After the Fort Hood Massacre, officials at the local Kileen, Texas hospital Scott and White Healthcare sent out a plea for blood donation. Area residents responded in droves, and the need was met, with blood to spare. Because the shelf-life of donated blood is only six weeks, additional potential donors were encouraged to delay blood donation until later in the year, so that fresh supplies would be available during the holidays.
Having an adequate supply of blood for transfusion in trauma or surgical patients is an ongoing concern for hospitals everywhere, but especially for the military. When blood supplies are low or difficult to store and transport, as happens on front lines in warfare, the options for replenishing that supply are limited. While healthcare workers can appeal for blood donation from the local population, there are necessary delays involved in collecting, typing and processing that blood to ensure the health and safety of the recipient. A person who receives an incompatible blood type in transfusion will have a life-threatening reaction.
Donated blood is almost always processed into its components, including red blood cells, plasma, and platelets.

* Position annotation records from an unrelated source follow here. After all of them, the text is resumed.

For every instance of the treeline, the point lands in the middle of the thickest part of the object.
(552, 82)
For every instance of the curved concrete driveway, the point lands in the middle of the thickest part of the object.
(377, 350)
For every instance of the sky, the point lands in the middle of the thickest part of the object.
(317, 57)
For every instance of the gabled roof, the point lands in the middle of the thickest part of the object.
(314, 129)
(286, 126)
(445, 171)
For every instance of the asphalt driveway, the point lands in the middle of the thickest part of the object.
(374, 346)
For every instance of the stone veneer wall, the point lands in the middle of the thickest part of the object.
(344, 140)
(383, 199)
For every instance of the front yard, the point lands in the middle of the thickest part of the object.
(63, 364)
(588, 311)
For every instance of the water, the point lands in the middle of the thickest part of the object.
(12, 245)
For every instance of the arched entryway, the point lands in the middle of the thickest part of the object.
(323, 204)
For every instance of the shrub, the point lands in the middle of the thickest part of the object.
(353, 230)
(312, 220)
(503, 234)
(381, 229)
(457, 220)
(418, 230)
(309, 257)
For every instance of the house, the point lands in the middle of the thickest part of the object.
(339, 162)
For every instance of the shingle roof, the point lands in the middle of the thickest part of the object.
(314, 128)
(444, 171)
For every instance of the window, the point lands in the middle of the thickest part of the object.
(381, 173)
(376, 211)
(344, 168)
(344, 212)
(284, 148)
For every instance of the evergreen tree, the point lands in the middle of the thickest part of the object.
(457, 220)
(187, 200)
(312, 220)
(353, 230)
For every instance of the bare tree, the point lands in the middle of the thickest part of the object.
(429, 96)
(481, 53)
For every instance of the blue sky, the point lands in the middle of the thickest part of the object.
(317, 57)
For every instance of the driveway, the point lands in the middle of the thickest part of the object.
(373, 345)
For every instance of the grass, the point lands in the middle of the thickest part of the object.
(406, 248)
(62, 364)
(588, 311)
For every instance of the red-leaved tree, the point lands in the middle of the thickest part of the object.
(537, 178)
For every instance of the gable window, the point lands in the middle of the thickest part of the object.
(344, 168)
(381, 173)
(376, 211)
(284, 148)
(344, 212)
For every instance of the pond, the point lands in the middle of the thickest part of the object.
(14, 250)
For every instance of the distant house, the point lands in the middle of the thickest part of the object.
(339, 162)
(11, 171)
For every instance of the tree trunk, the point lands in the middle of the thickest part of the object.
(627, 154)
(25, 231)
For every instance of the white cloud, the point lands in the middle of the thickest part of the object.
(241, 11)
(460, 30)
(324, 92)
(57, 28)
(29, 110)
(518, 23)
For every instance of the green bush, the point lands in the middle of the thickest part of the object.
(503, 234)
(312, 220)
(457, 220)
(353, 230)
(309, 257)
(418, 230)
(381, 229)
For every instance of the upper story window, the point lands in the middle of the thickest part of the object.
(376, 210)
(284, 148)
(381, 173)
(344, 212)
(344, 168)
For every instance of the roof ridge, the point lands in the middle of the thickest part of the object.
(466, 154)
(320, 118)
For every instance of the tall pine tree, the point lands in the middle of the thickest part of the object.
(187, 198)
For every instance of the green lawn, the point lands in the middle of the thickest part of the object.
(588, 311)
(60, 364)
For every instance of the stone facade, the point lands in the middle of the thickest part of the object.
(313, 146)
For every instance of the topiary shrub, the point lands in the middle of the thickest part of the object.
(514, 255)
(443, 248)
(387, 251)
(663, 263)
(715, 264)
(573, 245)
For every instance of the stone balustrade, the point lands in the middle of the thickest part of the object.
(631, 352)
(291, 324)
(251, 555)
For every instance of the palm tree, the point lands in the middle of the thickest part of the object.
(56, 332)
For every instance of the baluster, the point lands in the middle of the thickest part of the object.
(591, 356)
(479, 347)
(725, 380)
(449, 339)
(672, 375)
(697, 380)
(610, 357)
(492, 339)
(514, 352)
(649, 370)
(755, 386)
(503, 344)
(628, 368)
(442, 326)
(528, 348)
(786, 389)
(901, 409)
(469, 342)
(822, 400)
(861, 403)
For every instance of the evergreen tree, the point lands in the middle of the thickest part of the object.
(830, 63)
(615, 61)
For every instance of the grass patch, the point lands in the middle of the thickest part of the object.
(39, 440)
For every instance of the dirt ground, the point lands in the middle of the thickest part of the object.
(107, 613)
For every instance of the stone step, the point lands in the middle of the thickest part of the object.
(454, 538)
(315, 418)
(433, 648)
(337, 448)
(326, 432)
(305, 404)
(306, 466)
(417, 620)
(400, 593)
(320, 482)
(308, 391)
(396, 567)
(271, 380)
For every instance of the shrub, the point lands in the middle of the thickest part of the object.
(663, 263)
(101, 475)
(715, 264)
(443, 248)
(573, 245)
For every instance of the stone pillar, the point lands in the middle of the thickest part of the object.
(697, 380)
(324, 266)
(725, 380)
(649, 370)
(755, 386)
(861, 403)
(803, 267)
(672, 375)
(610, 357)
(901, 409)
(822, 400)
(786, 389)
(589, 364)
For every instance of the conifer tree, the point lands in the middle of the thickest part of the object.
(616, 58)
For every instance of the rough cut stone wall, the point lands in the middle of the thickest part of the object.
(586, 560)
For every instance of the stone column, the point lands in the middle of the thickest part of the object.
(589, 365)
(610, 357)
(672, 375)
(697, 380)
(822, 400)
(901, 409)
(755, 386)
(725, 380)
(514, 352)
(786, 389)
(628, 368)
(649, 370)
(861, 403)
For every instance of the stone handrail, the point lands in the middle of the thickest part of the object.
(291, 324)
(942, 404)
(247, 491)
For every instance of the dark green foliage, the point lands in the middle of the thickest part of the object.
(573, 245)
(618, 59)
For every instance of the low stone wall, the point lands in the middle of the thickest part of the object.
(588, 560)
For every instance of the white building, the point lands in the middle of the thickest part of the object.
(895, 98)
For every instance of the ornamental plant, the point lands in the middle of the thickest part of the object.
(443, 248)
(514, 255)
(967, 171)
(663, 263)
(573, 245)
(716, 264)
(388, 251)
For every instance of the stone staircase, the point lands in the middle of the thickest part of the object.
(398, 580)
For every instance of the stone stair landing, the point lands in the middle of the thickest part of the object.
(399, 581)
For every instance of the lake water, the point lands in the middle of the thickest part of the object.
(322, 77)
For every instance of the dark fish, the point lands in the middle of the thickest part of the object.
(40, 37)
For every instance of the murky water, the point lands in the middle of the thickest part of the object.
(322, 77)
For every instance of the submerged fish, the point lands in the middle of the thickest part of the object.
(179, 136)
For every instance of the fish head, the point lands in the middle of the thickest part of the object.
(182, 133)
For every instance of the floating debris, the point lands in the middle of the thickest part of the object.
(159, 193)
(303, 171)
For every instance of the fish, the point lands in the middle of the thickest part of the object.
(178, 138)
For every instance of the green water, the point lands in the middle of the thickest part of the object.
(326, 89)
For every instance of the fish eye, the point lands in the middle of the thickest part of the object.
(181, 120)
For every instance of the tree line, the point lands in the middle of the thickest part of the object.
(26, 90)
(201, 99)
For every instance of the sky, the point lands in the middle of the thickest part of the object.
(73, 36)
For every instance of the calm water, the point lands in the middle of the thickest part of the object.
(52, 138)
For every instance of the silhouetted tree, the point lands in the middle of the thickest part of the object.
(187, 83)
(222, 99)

But warm, fresh, whole blood that has not been processed into different products contributes to immediate and short term survival, when transfused into combat-related trauma patients, compared to component therapy, according to Spinella et al.
To help ensure in-theater fresh blood supplies, researchers from the Navy Medical Research Center Detachment-Great Lakes investigated the stability of the Eldon Home Kit 2511, a commercially available blood typing kit, when exposed to various weather conditions. Unfortunately, the kits were rendered unusable, or worse, produced an incorrect result, in several scenarios of extreme enviroment.
Shelf-stable blood substitutes based on the oxygen-carrying molecule hemoglobin were once thought to carry signficant promise for the transfusion of trauma patients, but a metaanalysis of studies of these products revealed that they are associated with a significantly higher risk of death and myocardial infarction than real blood. But they are probably better than nothing, when nothing is the only other option.